The role discussed in this article is nothing new. It is just a slight repackaging of a divisional CIO role or BRM role which has been common in organizations for at least 10 to 15 years. Frankly, I don't see the need to create another "officer" level position. It will tend to create more confusion at the executive leadership table than the amount of benefit it might bring. The corporate CIO along with his or her peers should comprise the leadership team, period. Senior (probably VP level) roles reporting to the CIO should be embedded within divisions or functions to ensure relationship management, IT strategy, and demand and portfolio management are properly executed and governed with leadership in these organizational groups (assuming of course this is the right model for the organization; there are other valid models as well).
And the comment about it being too difficult and expecting too much for CIOs to have broad business acumen is a bunch of hooey. You can develop strong acumen across a broad range of business functions. I know because I have done it. If the person in the CIO role does not have this and can't develop it, then they should be replaced. If the candidate for the role does not have it to begin with, they should not be considered for the role. It's a requirement and is needed. Get over it. And the way to address this is not by creating more executive roles. The resolution is to put the right person in the right role to begin with!
And finally, the business acumen issue is typically not about the CIO lacking broader business skills, especially in larger organizations where the model in this article may apply. The real issue is that the leadership of the other functions are unwilling to listen to input from people outside of their organization or from people who did not grow up in their organization. A CIO can have the best business acumen in the world and can often times offer a great external perspective on how to resolve business problems or how to improve a business process, but he is often ignored or even ridiculed.

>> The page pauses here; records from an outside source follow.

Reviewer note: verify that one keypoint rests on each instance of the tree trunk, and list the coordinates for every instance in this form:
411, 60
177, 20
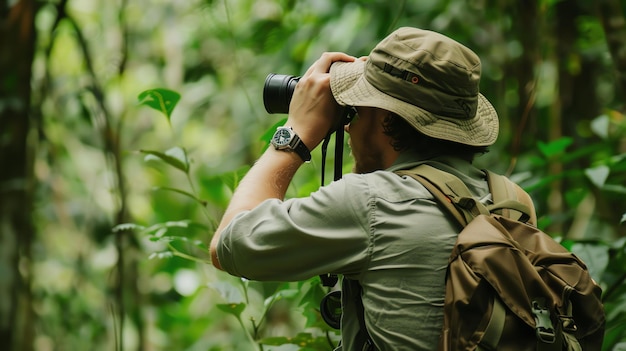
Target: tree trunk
17, 140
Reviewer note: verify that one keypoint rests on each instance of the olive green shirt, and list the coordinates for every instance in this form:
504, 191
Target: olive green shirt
384, 230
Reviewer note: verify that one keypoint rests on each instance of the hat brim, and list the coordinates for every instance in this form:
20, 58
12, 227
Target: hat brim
350, 88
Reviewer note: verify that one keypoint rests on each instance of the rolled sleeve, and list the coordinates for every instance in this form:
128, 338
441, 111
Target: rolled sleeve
301, 238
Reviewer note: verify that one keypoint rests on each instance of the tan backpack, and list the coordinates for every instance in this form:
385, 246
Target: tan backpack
510, 286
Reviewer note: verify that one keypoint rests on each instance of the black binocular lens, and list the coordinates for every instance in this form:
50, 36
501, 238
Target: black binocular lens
330, 309
278, 91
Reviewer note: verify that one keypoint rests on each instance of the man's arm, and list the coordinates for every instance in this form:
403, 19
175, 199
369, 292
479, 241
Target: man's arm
312, 113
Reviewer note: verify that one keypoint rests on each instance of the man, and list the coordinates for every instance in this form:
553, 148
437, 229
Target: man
417, 101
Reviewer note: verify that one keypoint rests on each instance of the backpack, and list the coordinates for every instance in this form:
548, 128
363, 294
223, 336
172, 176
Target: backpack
510, 286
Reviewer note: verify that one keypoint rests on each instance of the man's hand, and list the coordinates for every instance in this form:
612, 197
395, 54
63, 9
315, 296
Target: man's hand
312, 113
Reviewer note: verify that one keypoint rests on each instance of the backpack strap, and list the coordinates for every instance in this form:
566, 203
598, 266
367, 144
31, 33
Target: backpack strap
504, 193
449, 191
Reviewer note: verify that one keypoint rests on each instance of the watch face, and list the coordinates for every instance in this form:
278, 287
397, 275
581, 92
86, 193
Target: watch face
282, 137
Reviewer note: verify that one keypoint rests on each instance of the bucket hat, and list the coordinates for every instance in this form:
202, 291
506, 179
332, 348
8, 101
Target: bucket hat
426, 78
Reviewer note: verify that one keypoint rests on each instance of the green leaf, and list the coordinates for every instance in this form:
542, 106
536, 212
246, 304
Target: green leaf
555, 147
229, 292
233, 308
176, 157
162, 100
161, 255
595, 256
303, 340
281, 294
600, 126
127, 226
598, 175
182, 192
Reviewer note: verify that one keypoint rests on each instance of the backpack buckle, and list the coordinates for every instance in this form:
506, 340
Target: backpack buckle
543, 324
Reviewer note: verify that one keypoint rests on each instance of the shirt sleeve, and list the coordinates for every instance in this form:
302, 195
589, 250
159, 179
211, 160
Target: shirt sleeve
327, 232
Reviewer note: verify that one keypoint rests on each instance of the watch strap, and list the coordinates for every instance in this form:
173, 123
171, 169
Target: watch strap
301, 149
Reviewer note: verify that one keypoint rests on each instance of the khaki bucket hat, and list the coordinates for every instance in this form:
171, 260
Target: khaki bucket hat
426, 78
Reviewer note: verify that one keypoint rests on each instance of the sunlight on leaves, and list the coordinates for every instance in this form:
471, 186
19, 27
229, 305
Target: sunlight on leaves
232, 308
162, 100
176, 157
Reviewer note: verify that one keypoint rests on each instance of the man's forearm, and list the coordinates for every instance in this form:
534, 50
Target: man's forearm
268, 178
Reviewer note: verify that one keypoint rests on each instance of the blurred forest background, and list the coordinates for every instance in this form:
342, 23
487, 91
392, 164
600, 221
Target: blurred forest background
107, 205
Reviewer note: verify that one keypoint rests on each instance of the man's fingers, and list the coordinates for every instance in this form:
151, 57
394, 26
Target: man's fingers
322, 65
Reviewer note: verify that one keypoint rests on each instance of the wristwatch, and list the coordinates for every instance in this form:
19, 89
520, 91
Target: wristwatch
287, 140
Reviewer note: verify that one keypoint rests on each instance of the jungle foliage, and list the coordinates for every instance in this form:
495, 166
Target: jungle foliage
126, 125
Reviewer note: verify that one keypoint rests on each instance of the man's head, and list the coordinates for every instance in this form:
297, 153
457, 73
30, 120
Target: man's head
427, 79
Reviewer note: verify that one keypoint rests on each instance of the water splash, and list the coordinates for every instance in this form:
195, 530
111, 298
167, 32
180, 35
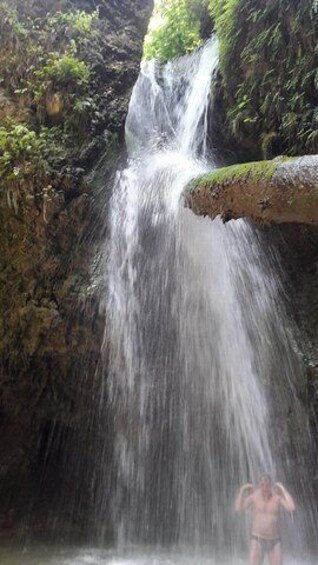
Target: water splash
191, 319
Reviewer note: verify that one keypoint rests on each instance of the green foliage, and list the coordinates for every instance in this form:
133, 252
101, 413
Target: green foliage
174, 29
64, 70
224, 14
10, 24
268, 62
78, 22
20, 149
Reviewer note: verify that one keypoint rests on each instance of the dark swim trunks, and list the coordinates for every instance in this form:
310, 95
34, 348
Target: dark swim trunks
266, 545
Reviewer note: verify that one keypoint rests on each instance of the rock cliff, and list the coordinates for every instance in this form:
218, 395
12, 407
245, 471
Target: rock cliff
67, 69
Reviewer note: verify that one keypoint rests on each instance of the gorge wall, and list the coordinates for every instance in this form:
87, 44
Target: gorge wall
67, 69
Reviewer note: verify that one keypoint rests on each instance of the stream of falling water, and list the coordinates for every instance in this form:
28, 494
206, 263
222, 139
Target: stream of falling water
204, 370
197, 332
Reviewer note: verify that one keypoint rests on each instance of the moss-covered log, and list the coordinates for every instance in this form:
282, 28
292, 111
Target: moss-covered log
281, 191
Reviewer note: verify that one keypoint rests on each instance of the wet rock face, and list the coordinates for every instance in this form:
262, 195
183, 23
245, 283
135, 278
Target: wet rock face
51, 326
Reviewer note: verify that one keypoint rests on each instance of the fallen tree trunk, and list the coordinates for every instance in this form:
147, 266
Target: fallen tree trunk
282, 190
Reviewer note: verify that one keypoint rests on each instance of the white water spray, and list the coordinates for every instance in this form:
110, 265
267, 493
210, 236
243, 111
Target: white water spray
190, 322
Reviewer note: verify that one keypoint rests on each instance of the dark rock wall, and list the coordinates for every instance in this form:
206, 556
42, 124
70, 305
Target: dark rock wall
51, 326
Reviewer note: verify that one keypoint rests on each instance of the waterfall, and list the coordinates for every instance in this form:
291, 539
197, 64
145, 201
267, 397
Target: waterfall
196, 332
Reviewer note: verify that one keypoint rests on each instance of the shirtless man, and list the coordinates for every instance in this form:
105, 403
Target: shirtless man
265, 503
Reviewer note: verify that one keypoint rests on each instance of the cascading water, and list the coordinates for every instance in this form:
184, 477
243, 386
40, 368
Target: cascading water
196, 331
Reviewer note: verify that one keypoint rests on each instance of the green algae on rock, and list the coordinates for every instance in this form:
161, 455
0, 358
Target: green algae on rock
281, 190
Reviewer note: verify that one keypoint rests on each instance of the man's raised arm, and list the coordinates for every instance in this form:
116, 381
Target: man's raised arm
244, 497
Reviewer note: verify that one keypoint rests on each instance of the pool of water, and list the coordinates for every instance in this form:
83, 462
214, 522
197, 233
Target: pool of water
50, 555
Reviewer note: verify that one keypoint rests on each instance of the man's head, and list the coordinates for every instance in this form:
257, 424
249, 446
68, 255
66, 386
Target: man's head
265, 484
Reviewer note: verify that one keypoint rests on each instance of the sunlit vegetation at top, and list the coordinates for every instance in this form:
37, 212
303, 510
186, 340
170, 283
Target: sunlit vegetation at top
45, 77
268, 60
175, 28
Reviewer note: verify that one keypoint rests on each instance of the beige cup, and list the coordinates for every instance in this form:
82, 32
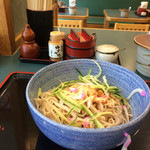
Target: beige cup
124, 13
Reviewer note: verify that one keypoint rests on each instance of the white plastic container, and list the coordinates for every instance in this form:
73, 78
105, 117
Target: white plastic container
72, 3
143, 54
107, 52
124, 13
72, 10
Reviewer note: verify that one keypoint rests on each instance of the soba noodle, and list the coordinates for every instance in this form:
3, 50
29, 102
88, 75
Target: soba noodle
85, 103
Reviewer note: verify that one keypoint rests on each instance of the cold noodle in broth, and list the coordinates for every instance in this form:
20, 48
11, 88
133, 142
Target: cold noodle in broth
86, 103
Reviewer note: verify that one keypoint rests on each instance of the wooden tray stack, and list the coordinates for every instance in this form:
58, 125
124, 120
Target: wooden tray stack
44, 5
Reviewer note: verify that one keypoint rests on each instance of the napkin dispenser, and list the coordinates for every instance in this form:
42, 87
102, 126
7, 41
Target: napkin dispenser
142, 9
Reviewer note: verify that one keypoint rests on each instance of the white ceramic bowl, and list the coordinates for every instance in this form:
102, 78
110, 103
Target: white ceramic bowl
107, 52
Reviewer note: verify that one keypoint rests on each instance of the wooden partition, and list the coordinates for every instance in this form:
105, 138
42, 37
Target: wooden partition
96, 6
13, 19
12, 24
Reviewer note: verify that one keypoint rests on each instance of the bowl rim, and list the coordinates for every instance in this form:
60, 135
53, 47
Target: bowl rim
88, 130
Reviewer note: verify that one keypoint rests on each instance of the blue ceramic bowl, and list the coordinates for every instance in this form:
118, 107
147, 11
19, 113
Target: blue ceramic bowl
88, 139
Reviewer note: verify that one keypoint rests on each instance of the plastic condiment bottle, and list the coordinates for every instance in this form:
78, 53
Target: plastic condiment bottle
55, 46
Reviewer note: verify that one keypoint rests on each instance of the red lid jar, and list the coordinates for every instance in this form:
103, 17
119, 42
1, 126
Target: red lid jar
80, 45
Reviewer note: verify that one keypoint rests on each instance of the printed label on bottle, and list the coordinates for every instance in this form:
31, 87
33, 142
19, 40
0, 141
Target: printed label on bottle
55, 51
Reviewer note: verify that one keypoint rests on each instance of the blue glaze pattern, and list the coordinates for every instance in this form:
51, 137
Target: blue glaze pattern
89, 139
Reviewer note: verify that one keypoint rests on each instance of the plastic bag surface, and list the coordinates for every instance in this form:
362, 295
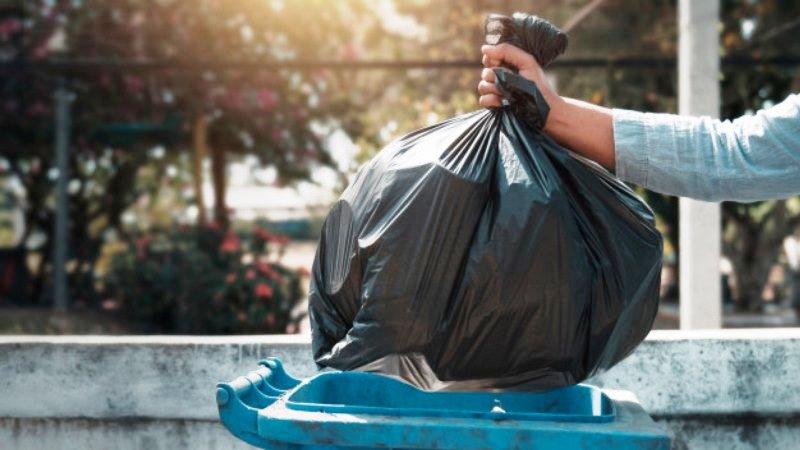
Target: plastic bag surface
479, 254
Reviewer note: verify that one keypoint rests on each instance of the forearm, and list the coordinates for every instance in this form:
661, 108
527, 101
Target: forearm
582, 127
751, 158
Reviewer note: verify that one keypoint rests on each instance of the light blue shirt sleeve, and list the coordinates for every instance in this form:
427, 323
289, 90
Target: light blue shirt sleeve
754, 157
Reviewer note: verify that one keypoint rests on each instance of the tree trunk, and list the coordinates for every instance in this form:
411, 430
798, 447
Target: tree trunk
199, 154
218, 167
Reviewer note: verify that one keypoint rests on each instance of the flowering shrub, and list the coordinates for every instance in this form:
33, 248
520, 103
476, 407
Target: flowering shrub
204, 280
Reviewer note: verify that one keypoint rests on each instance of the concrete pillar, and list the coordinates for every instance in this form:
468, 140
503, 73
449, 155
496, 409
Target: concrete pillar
700, 224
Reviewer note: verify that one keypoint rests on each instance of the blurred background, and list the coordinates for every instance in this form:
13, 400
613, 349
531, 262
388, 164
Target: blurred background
176, 158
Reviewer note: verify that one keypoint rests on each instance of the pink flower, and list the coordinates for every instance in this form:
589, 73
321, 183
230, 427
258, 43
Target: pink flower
263, 290
134, 83
230, 243
267, 99
261, 233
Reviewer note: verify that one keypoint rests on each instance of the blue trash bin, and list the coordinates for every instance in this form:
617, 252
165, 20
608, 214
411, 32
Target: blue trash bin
355, 410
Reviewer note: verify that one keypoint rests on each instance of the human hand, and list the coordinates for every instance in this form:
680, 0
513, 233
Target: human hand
495, 57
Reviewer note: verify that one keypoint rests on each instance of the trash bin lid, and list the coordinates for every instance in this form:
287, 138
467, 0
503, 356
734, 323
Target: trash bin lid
270, 409
367, 393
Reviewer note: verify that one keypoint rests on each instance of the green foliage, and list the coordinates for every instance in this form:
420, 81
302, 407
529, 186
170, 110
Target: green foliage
204, 280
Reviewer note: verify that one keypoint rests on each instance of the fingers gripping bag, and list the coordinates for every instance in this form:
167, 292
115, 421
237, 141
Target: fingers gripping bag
479, 254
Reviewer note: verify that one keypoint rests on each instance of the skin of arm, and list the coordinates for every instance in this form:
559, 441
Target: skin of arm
754, 157
583, 127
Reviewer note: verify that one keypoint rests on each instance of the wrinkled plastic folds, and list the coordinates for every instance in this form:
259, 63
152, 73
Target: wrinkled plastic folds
479, 254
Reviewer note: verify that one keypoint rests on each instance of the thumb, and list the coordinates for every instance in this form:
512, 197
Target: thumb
509, 54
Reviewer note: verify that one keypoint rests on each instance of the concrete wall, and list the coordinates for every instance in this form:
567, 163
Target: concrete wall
734, 389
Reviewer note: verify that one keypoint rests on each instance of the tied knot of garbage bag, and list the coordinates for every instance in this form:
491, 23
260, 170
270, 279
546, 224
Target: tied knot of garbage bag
531, 33
523, 97
537, 37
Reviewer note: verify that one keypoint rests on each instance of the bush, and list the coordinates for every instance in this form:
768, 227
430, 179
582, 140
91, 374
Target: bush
204, 280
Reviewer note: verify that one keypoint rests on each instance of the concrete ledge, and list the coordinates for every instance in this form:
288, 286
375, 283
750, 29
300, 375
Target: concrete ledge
740, 386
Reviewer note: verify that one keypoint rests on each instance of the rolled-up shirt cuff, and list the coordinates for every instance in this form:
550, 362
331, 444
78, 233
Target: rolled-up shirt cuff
630, 146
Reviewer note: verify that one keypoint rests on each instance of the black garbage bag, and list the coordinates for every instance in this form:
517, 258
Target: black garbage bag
478, 253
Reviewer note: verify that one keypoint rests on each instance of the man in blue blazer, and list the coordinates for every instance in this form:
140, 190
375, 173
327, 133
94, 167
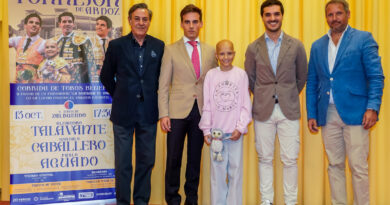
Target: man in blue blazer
130, 74
344, 92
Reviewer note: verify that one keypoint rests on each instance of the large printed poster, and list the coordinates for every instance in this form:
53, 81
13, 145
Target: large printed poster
61, 145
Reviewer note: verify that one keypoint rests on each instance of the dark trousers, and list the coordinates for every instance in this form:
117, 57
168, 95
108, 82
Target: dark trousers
175, 143
145, 144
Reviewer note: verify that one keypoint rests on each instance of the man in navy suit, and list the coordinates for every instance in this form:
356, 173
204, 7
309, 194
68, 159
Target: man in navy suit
344, 93
130, 74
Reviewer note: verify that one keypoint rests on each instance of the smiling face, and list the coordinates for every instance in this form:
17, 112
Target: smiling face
225, 54
272, 18
66, 24
337, 17
101, 28
139, 22
32, 27
191, 25
51, 49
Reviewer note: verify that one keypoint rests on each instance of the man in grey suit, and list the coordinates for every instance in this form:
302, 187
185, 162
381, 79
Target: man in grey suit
277, 66
180, 100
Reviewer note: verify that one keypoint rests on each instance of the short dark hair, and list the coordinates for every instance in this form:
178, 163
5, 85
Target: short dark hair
140, 6
342, 2
268, 3
191, 8
31, 16
66, 13
106, 19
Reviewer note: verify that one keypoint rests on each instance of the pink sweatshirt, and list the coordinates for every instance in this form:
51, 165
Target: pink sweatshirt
227, 104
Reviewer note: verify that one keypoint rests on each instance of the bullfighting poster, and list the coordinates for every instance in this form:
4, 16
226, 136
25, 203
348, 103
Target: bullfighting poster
62, 147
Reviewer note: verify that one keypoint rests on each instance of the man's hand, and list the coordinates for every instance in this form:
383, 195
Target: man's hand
165, 124
207, 139
312, 125
369, 119
235, 135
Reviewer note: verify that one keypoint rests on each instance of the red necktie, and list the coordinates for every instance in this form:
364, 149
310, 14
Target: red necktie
195, 58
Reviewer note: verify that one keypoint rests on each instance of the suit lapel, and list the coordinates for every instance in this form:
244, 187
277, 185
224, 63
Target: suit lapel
202, 54
324, 53
344, 43
286, 43
129, 52
262, 47
147, 54
187, 59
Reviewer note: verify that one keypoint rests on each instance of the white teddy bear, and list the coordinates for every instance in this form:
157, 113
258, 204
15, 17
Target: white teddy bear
216, 144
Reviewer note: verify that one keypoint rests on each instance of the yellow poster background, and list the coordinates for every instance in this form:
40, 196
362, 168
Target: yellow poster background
240, 22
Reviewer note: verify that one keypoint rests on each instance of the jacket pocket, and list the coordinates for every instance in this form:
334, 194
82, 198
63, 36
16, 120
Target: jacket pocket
357, 91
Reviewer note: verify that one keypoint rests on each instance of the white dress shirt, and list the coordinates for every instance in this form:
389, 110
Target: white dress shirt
332, 54
190, 49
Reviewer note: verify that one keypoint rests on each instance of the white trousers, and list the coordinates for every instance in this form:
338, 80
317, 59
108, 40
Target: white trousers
341, 140
227, 192
288, 134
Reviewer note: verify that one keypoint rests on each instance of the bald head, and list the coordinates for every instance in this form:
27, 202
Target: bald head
224, 44
225, 54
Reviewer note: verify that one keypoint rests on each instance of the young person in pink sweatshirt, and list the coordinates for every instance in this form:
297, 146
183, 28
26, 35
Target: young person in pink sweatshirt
227, 107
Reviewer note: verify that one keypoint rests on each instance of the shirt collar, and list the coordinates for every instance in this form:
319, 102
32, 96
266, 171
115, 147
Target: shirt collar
100, 38
69, 35
267, 38
33, 38
187, 39
330, 32
135, 42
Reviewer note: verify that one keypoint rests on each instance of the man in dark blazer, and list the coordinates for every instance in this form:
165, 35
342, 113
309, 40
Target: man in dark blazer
277, 66
130, 74
344, 94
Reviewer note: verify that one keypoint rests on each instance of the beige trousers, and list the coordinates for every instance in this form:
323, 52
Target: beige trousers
341, 140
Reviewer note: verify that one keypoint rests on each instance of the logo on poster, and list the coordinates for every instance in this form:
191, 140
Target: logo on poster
69, 104
86, 195
62, 196
101, 113
28, 115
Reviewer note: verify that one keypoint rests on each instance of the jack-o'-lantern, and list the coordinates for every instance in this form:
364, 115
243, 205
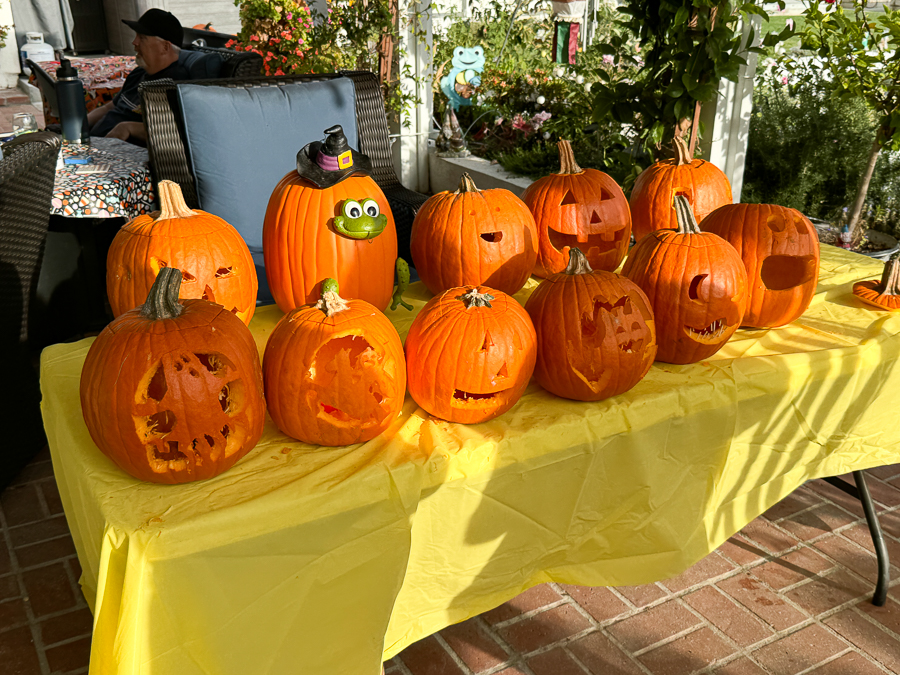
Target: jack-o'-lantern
780, 250
696, 284
595, 332
215, 262
578, 207
883, 293
172, 391
471, 237
329, 219
334, 372
702, 183
469, 354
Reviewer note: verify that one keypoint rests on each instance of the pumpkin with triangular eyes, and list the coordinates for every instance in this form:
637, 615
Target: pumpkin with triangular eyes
701, 183
472, 237
780, 250
214, 260
696, 284
595, 330
470, 353
578, 207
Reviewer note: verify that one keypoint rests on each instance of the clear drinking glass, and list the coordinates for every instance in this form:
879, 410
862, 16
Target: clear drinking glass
24, 123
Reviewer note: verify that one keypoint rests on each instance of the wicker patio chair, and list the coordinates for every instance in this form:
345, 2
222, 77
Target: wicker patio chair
27, 171
169, 159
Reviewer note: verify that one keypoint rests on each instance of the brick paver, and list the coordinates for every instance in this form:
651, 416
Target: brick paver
786, 596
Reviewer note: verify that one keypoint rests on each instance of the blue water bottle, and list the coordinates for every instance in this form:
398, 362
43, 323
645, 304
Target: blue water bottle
70, 99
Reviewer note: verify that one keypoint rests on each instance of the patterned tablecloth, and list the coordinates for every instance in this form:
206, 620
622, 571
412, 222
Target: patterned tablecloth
126, 190
102, 77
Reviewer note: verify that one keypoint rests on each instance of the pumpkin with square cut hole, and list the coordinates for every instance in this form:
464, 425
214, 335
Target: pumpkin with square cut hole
334, 372
780, 250
172, 391
471, 237
214, 260
595, 332
701, 183
470, 353
578, 207
696, 284
883, 293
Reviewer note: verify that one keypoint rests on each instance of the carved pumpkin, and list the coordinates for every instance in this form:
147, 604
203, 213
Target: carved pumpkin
578, 207
469, 354
471, 237
172, 391
696, 284
702, 183
780, 250
595, 332
302, 245
215, 262
334, 372
884, 294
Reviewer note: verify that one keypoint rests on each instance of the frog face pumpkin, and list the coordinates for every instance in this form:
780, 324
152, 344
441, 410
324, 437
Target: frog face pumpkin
360, 219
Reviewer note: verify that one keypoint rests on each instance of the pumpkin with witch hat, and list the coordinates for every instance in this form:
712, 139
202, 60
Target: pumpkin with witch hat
329, 219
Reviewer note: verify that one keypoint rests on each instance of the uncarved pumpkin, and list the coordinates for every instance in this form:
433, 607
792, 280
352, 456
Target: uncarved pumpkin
472, 237
595, 332
469, 354
214, 260
696, 284
301, 245
172, 391
780, 251
334, 372
884, 293
578, 207
702, 183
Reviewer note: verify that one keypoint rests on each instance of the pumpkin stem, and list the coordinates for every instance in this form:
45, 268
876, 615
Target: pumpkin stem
330, 303
578, 263
162, 300
466, 184
890, 278
171, 201
687, 224
682, 152
567, 163
475, 299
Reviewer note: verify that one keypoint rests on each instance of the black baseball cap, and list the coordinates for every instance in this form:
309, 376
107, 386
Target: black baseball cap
159, 23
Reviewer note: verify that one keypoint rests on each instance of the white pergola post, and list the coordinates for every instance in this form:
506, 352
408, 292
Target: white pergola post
726, 120
410, 149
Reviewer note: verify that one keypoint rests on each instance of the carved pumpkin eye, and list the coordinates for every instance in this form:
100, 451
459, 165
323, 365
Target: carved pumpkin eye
352, 209
371, 208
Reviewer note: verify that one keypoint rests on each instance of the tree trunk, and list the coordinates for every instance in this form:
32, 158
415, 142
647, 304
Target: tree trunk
863, 189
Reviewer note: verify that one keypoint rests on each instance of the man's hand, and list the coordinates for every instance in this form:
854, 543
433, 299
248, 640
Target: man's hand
125, 130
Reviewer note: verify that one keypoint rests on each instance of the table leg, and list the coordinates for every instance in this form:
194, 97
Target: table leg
861, 492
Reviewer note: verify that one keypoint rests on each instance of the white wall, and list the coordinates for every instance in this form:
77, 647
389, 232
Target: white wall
9, 55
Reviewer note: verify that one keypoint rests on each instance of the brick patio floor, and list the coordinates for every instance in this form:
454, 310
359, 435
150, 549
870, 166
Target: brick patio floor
788, 595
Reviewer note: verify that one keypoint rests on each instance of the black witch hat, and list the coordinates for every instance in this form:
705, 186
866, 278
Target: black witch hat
327, 163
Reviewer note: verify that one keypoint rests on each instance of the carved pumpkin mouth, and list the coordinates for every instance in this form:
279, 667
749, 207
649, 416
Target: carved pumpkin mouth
782, 272
594, 245
710, 334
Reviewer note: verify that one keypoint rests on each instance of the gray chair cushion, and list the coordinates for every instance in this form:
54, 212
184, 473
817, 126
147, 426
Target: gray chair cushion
241, 142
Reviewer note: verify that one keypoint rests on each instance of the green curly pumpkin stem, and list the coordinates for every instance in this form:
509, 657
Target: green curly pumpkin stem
473, 298
330, 303
687, 224
567, 163
890, 277
402, 285
578, 263
162, 300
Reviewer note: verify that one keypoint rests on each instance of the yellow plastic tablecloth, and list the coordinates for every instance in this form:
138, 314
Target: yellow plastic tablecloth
325, 561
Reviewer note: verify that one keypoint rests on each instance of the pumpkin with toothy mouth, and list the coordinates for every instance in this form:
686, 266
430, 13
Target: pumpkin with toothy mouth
696, 284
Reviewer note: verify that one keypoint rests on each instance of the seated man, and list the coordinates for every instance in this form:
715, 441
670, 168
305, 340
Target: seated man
157, 44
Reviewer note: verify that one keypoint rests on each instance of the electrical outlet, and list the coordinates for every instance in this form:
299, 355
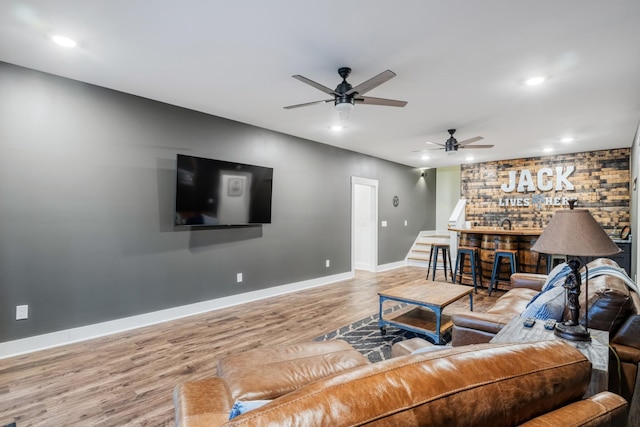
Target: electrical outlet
22, 312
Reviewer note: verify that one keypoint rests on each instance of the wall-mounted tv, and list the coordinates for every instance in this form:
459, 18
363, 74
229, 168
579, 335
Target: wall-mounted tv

There are too many books and papers discussing how to fix the "IT problem" by changing IT or it's leadership. While there are certainly things that IT can do to improve, much of the improvement today hat is needed to "fix IT" is a change in the behaviors of business leadership. It starts with the CEO sponsoring a culture of respect and true collaboration amongst the business functions including IT. Ideas, improvements and problem resolutions can come from any group including IT....not just from the organization owning the process or problem. Next, the CIO should always report to the CEO. No more IT being part of finance. It belittles IT and makes IT a cost center. Third, no more IT decisions made without IT. Make it a firing offense for any business function to acquire technology without consulting IT (notice I said consult; IT may let some functions do things on their own with the right business case, risk profile, etc). No more shadow IT groups either. What goes on today is akin to every business function going out and having their own separate procurement and A/P processes and issuing their own checks for expenditures. Finance would have a fit if a division or function even brought this up today, much less went out and did it. But it's generally accepted that a group can go out and buy it's own technology with few reprecussions just because they need it fast and think they are a bunch of experts because they can go out and buy a smart phone or PC for the home.